If you live in a house you collect stuff, the longer you’re there the more stuff you collect, we all accept that the more stuff we have, the more the house movers charge you to move it, that is an accepted cost in addition to buying a new house, so as it is with houses it is the same with IT systems.

 

To the Promise Land and don’t spare the Horses

The aim off this piece has been to guard against the gold rush of great TCO savings that not properly considered and managed can be dangerous to your careers but more fundamentally your businesses. However, I couldn’t do that without giving a few paragraphs over to how to avoid said costly mistakes.

A risk free journey will require the new system to run in parallel with the old, for an amount of time that would see the entire business cycle through, this is often at least a year, normally longer as when an issue is discovered it needs to be investigated, resolved and tested, pushing the parallel running end date back to encompass a new complete business cycle.

There are lots of great approaches and strategies to managing the technical and behavioural aspects of this type of change and I will cover some of my favourites in another piece. But needless to say that closed approaches like Waterfall will likely have known end dates but take too long for the agent to survive the process.

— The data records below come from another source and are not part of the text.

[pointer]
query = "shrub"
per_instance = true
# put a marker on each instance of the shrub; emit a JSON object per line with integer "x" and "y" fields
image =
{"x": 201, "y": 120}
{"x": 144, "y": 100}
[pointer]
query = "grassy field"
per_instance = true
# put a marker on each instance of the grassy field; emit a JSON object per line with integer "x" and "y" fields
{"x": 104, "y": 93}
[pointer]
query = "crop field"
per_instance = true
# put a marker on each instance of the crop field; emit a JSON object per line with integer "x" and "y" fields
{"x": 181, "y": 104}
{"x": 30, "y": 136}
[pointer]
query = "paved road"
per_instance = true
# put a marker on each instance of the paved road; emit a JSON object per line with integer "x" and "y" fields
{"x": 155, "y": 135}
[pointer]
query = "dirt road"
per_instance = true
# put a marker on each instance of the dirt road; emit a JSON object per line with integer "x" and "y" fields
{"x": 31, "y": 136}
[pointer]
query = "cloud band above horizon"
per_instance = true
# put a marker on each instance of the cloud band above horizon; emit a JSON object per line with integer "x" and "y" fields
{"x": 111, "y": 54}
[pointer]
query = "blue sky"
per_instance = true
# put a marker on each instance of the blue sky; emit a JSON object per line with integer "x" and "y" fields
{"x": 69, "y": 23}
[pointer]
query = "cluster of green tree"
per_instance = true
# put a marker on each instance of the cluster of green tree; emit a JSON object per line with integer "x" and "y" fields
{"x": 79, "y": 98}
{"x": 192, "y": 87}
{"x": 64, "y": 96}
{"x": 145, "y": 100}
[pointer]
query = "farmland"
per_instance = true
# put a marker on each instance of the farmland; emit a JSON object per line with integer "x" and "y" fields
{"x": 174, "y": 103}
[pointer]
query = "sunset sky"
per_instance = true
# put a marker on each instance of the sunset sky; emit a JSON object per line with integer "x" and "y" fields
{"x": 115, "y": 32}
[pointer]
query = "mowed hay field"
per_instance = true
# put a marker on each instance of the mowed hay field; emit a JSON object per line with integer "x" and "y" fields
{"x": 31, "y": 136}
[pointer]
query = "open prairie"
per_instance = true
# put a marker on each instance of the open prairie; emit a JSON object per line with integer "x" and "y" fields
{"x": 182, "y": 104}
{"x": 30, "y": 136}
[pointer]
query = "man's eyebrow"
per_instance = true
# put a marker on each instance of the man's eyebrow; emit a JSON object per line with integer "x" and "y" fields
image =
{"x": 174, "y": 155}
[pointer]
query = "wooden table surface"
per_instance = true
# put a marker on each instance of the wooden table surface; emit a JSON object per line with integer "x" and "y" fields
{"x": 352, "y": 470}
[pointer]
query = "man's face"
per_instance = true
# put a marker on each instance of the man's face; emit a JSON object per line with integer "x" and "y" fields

Open approaches like Agile will have no known end date but allow for a more holistic journey albeit at a far greater cost. These are brown field developments, not green ones, functional equivalence is the minimum viable product and all too often the journey time will see the new shiny system drug wear off and the plumbing change perception grow, and people…..no one likes calling out the plumber.

 

The Net Net

Don’t get blinded by the headlines of a new low cost tech future, resist the temptation to make it all about cost reduction, remember the headlines of past victims and avoid becoming one by not using a BIG BANG approach, remember to use best change management practices, even if they take longer and cost a little more. If you can truly say that the new system will empower you with an agility to maintain and grow your business in ways that the current system wont then change is inevitable, just don’t lose your head or you’ll probably lose your job.